Broad economic sanctions would be the EU’s strongest response yet to the forced landing of a Ryanair flight in May by Minsk to arrest an exiled dissident, a move the bloc’s leaders have called state piracy.
Restrictions on the Belarusian financial sector, if agreed by EU governments at a political level, will include: a ban on new loans, a ban on EU investors from trading securities or buying short-term bonds and a ban on EU banks from providing investment services. EU export credits will also end.
Friday’s agreement overcame objections from Austria, whose Raiffeisen Bank International is a big player in Belarus through its Priorbank subsidiary.
EU leaders meet next Thursday for a scheduled summit. It is not clear if they will approve the deal agreed by expert officials.
“With this agreement the EU is sending a clear and targeted signal against the Belarusian regime’s unbearable acts of repression,” the Austrian foreign ministry said in a statement.

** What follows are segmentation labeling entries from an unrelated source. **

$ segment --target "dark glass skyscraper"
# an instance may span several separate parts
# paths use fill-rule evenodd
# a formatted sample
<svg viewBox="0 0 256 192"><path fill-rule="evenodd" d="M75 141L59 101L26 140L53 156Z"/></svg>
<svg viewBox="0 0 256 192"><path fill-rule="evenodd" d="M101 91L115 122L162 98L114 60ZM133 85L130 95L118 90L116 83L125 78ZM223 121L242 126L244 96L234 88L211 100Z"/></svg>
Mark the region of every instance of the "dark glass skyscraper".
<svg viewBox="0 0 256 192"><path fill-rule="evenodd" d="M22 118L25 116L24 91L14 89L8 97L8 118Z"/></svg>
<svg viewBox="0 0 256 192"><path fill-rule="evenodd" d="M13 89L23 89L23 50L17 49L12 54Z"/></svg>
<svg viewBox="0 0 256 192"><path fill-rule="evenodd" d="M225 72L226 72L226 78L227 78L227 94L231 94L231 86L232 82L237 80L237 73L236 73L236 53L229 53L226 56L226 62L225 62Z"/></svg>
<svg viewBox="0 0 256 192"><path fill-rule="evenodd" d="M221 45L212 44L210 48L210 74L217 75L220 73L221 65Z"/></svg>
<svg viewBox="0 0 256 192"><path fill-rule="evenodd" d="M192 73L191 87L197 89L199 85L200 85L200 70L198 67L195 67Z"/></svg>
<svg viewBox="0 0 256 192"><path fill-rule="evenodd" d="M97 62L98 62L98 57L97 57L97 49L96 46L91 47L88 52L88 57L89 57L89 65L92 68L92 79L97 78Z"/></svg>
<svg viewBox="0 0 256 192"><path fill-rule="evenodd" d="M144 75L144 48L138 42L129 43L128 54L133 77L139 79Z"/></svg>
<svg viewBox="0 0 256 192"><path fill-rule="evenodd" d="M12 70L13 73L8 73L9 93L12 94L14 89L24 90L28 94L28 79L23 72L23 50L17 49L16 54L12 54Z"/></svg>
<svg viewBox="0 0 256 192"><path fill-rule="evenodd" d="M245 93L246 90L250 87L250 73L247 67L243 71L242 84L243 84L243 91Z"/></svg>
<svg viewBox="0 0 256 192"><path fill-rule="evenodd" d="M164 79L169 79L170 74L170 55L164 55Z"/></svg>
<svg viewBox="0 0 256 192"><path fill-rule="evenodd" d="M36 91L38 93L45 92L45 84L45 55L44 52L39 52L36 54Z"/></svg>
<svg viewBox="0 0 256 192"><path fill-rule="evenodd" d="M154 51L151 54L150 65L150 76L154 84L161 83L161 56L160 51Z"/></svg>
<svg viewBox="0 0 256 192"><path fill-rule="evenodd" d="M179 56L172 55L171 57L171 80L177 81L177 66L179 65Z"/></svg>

President Alexander Lukashenko, in power since 1994, has argued that the journalist pulled off the plane, Roman Protasevich, had been plotting a rebellion, and he has accused the West of waging a hybrid war against him.
EU experts tasked with drawing up sanctions have also agreed on an ban of exports from the bloc to Belarus of any communications equipment that could be used for spying and a tighter arms embargo.
They also agreed restrictions on EU purchases from Belarus of tobacco products, as well as oil and oil-related products, and a ban on importing potash, a major Belarusian export.